How much Korean cultural influence is there in Thailand?

In the midst of Bangkok’s teeming ecosystem of adverts, all over the walls of the metro and infesting the huge shopping centres, something occurred to me. Thai people can have a wide range of skin tones, but the people grinning and holding up products in the adverts were exceptionally pale. This could be attributed to depressingly-common colourism, of course, but I couldn’t shake off the impression that they looked Korean. The ultra-thin, snow-skinned women looked like they were straight out of a K-pop girlband. How have Thai people developed a taste for this aesthetic? The music, TV, and cinema of South Korea have made their mark in countries all over the world in recent years, but was Thailand, being closer to the epicentre of the Korean Wave, particularly inundated?

For a start, there was that “Koreatown” in Bangkok, but that was a designated little patch of Koreaness. If you were outside this little patch in Bangkok, looking for a more conventional way to spend an evening or a weekend afternoon by, say, going to a cinema, how much of Korea would you find? If you’d look at the listings of a branch of the SFX Cinema chain in central Bangkok in November 2024, you would find that the films would roughly break down as 36% American, 27% Japanese, 18% Thai, 12% Korean, 3% Chinese, and 3% British. So, Thai audiences do look up at Korean film stars on the big screen occasionally, but not as much as look up at their own, or at the stars of the behemoth in every sense that is the USA. Japanese cinema, too, has a stronger showing in Thailand, maybe in large part due to the popularity of anime. By comparison, if you had the middling fortune to be in Cardiff instead, the offerings at a local Cineworld would be around 73% American, 14% Indian, 7% British, 3% Irish, and 3% Australian. Both Korean and Japanese cultures have their fans in the UK, to be sure, but not enough to ensure their films being regularly shown in the average cinema.

Korean presence in the more low-key viewing habits is something similar – two of the Netflix Top Ten for Thailand are K-Dramas, and the rest are half Thai and half a mix of American, Chinese, Japanese and Kuwaiti. Both big and small screens in Thailand have a bit of South Korea’s cultural imprint on them, but not enough to explain how it became marketable in Bangkok.

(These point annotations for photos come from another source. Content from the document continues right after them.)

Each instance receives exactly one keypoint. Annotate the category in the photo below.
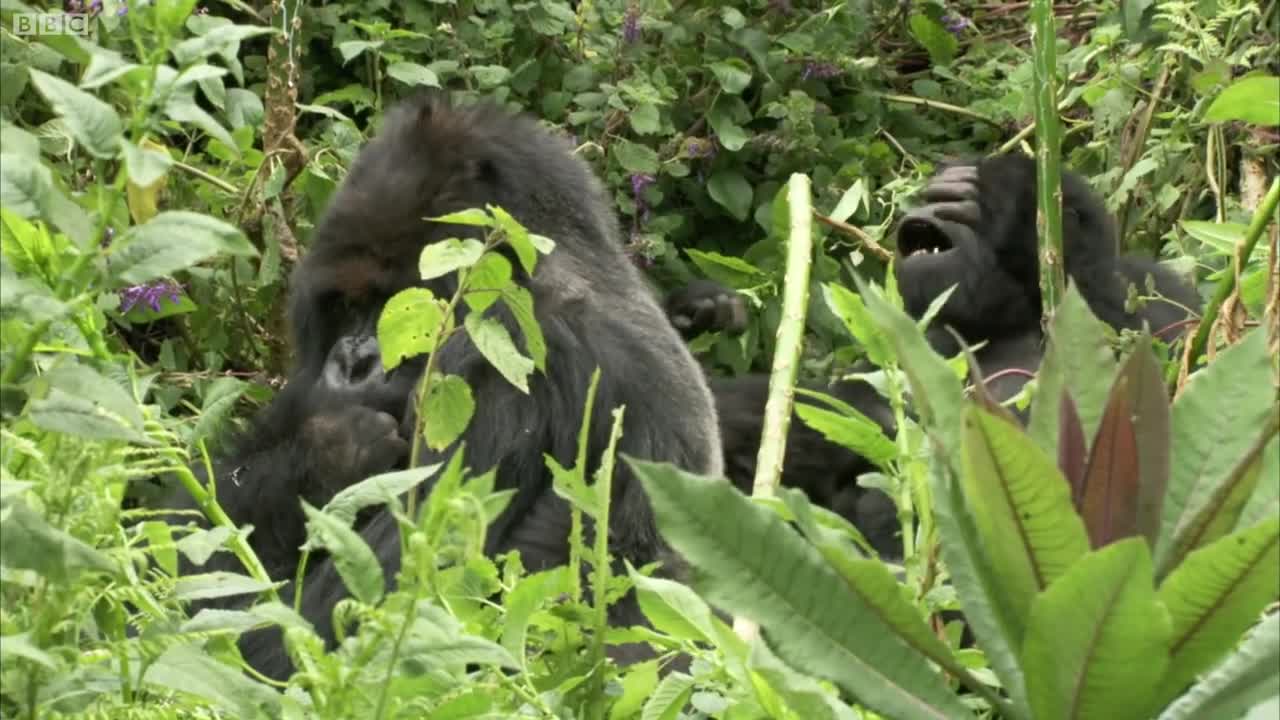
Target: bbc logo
(50, 23)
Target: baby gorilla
(342, 418)
(977, 231)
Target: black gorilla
(341, 418)
(977, 231)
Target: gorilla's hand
(705, 306)
(346, 446)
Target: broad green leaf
(673, 609)
(173, 241)
(91, 122)
(448, 411)
(726, 269)
(408, 326)
(374, 491)
(731, 190)
(752, 563)
(668, 698)
(851, 310)
(800, 693)
(494, 342)
(187, 670)
(448, 255)
(412, 74)
(1248, 677)
(1097, 639)
(209, 586)
(1022, 507)
(1215, 423)
(352, 557)
(1077, 359)
(1214, 596)
(520, 302)
(28, 542)
(936, 390)
(1255, 99)
(734, 74)
(635, 158)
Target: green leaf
(412, 74)
(935, 39)
(1075, 359)
(752, 563)
(28, 542)
(374, 491)
(352, 557)
(734, 74)
(448, 255)
(1255, 99)
(731, 190)
(190, 671)
(1022, 507)
(1216, 595)
(1246, 678)
(91, 122)
(448, 411)
(673, 609)
(1097, 638)
(635, 158)
(494, 342)
(726, 269)
(408, 326)
(173, 241)
(1215, 423)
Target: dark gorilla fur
(339, 418)
(977, 231)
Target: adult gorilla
(976, 231)
(341, 418)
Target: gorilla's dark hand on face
(341, 418)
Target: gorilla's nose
(360, 361)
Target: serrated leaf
(408, 326)
(412, 74)
(351, 555)
(173, 241)
(732, 192)
(449, 408)
(1253, 99)
(753, 564)
(208, 586)
(1075, 358)
(91, 122)
(1248, 677)
(494, 342)
(1022, 507)
(1207, 441)
(1216, 595)
(447, 256)
(1097, 638)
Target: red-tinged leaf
(1072, 452)
(1148, 402)
(1111, 481)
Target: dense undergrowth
(160, 177)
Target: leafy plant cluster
(1116, 551)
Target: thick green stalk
(1048, 137)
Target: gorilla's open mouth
(919, 236)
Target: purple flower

The answer may lie in K-Pop.

The most distinctive and probably most powerful element of the Korean Wave, K-Pop’s grip on the Thai population appears to be strong. Bangkok is a standard stop on bands’ itineraries, performing to masses of fans who regularly share their tunes on TikTok. At the same time that, in Thailand, a cinema’s listings was 12% Korean, and Netflix’s Top Ten was 20% K-Drama, the most-streamed song on Spotify in Thailand was K-Pop. As was the second most-streamed, and the third most, and the fourth most. But, in this case, there’s a twist: Spotify’s most-streamed song in Thailand is by Lisa, a member of Blackpink. This is one of the most significant K-Pop bands in the world, but Lisa is not Korean. She is, in fact, Thai. She’s not the only one, either, as the bands NCT and Got7 also have Thai members, or “idols” as the marketable human assets of the K-Pop industry are known. Now, in the UK or the US, foreign-born members of bands would be unremarkable, but South Korea, despite being wealthy, does not have a ethnically diverse population. It is almost completely homogenous, with effectively no minorities. So, for there to be a Thai presence at all in the iconic soft-power industry of such a mono-ethnic nation is pretty surprising. It might even be evidence of a genuine two-way relationship with K-Pop that goes beyond mere fandom on the periphery.

It seems that I was right in thinking that the women in those adverts looked like K-Pop idols, because that’s what they were emulating. That is, if they weren’t actual K-Pop idols doing endorsement work. Thailand has a considerable media scene of its own, but there is still enough room to fit in South Korea’s creative output. A small country of just 52 million people  inveigles itself into the hearts of yet another nation, as it has in countries across the entire world.